A regular pentagon $ABCDE$ is given. The point $X$ is on his circumcircle, on the arc $\overarc{AE}$. Prove that $|AX|+|CX|+|EX|=|BX|+|DX|$. Remark: Here's a more general version of the problem: Prove that for any point $X$ in the plane, $|AX|+|CX|+|EX|\ge|BX|+|DX|$, with equality only on the arc $\overarc{AE}$.
Problem
Source: Gillis Olympiad 5777 (Israel National '16-'17) #5
Tags: national olympiad, geometry, pentagon, circumcircle
24.12.2016 06:37
Let the side of the pentagon be $a$. Then $AC=EC=BD=a\frac{\sqrt{5}+1}{2}.$ The solution is based on using Ptolemy's theorem to cyclic quadrilaterals. From $XABC$: $XA\cdot a+XC\cdot a=XB\cdot a\frac{\sqrt{5}+1}{2}\ (1)$ From $XEDC$: $XE\cdot a+XC\cdot a=XD\cdot a\frac{\sqrt{5}+1}{2}\ (2)$ From $XBCD$: $XB\cdot a+XD\cdot a=XC\cdot a\frac{\sqrt{5}+1}{2}\ (3)$ Adding $(1),(2)$ we get $\frac{\sqrt{5}+1}{2}(XB+XD)=XA+XE+2\cdot XC,$ which (from $(3)$) leads to $XA+XC+XE=\frac{\sqrt{5}+1}{2}(XB+XD)-XC=XB+XC.$ The proof of the general version is identical to the above solution but instead of using Ptolemy's theorem we use Ptolemy's inequality.
24.12.2016 08:24
Another generalization: Let $n$ be a positive integer. A regular polygon $A_1A_2\dots A_{2n+1}$ is given. The point $X$ is on the circumcircle, on the arc $\stackrel\frown{A_1A_{2n+1}}$. Prove that $\sum_{k=0}^n |XA_{2k+1}|=\sum_{k=1}^n |XA_{2k}|$
27.12.2016 11:39
math90 wrote: Another generalization: Let $n$ be a positive integer.
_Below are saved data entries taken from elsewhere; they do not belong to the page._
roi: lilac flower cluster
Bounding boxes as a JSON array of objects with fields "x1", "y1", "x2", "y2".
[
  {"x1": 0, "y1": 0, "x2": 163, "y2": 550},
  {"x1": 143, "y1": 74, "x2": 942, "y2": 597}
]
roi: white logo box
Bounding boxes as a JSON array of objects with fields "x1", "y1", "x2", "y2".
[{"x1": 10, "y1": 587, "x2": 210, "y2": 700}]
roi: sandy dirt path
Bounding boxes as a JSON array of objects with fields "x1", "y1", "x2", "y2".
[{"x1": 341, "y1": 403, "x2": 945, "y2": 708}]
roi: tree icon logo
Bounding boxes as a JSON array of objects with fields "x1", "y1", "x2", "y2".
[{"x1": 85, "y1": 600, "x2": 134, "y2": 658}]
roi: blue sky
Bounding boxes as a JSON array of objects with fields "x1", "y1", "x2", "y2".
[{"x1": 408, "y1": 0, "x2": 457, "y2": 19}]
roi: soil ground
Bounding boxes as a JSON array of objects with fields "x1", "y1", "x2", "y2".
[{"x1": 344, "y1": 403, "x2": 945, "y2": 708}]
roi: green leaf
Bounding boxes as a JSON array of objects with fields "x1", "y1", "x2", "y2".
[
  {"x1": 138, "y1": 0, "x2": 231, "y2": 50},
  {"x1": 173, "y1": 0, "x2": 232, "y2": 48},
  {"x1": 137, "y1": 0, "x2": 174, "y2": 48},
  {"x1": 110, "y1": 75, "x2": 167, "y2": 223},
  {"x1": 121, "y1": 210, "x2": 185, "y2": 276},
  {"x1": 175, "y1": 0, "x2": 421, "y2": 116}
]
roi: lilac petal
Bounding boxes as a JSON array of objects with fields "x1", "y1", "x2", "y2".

A regular polygon $A_1A_2\dots A_{2n+1}$ is given. The point $X$ is on the circumcircle, on the arc $\stackrel\frown{A_1A_{2n+1}}$. Prove that $\sum_{k=0}^n |XA_{2k+1}|=\sum_{k=1}^n |XA_{2k}|$ The inequality in this case is also true.
13.05.2017 15:25
Damarliyaprak wrote: This problem can be solved easily by yahudidolleri theorem. Sincerely,damarliyaprak What is that theorem?
13.05.2017 17:52
it's a spam I guess
12.06.2018 11:54
The inequality case and the general case are unsolved here.